In December 2003, a massive blowout occurred at a Luojiazhai gas well, resulting in the leakage of hydrogen sulfide and killing 243 and injuring more than 2,000 nearby residents and workers.
Gas also leaked from the No. 2 Luojia well in the gas field in March 2006, forcing the evacuation of thousands of people.
PetroChina - the largest oil and natural gas producer in China by output - issued a tender for the development of the Luojiazhai field in December last year.
Luojiazhai has proved reserves of 58.11 billion cubic meters and a sulfur content of between 7.13% and 10.49%, Ma Xinhua, vice-president of PetroChina's exploration and production company, told an industry forum in September last year. Any field with a sulfur content of more than 2% is classified as high sulfur.
A report by Upstream in June said the close proximity of the Luojiazhai field to densely populated areas had partly put off potential bidders.
This led PetroChina to widen the tender to include the Tieshanpo and Dukouhe gas fields, which have combined reserves of 73.30 billion cubic meters, and sulfur contents of 14.19% and 15.27% respectively.
Technical, Population Issues
PetroChina estimates that there are an average of 89 households living within 500 meters of each well drilled at its high-sulfur gas fields in Sichuan.
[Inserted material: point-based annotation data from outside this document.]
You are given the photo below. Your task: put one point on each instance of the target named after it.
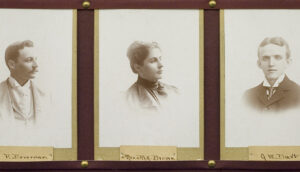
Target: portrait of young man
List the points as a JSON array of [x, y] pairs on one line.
[[148, 92], [277, 92], [20, 98]]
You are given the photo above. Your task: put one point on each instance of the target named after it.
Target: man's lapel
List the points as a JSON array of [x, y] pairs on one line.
[[281, 90], [36, 99], [261, 94]]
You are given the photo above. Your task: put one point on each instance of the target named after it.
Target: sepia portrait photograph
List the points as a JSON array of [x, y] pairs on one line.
[[261, 87], [149, 78], [37, 78]]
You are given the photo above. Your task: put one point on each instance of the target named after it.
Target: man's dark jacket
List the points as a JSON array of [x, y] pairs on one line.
[[287, 96]]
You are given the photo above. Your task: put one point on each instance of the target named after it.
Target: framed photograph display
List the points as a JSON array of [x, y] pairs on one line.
[[260, 92], [38, 73], [149, 81]]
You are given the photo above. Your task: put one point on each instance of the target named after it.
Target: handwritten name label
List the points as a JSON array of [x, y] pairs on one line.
[[18, 153], [148, 153], [274, 153]]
According to Ma, PetroChina had put into development a total of 130 gas fields nationwide by September last year, all of which classified as low or mid-sulfur with the exception of the minor Zhongba gas field in the Sichuan Basin, which was commissioned in 1973.
PetroChina's lack of expertise in sour gas, particularly anticorrosion and re-injection technology, have stalled development of least two more high-sulfur fields in the Sichuan Basin - Jinzhuping and Gunziping.
In anticipation of the development of its high-sulfur gas fields, PetroChina is building three purification plants for high-sulfur gas in Sichuan with a capacity of 24 million cubic meters a day.
Sichuan is the largest gas producing region in China. While the vast majority of its natural gas reserves are classified as low sulfur, around 12% are considered high sulfur.
The province is home to Sinopec's massive Puguang gas field, which has proven natural gas reserves of about 356 billion cubic meters.
Luojiazhai will be PetroChina's third natural gas field jointly developed with a foreign company.
Last year, it signed a contract with Total for the joint exploration and production of natural gas in the Sulige gas field in the Ordos Basin in northern China's Inner Mongolia Region.
PetroChina has also signed an agreement with Royal Dutch Shell to jointly explore the Changbei natural gas field in the Ordos basin. Commercial production has begun, the two companies said in March.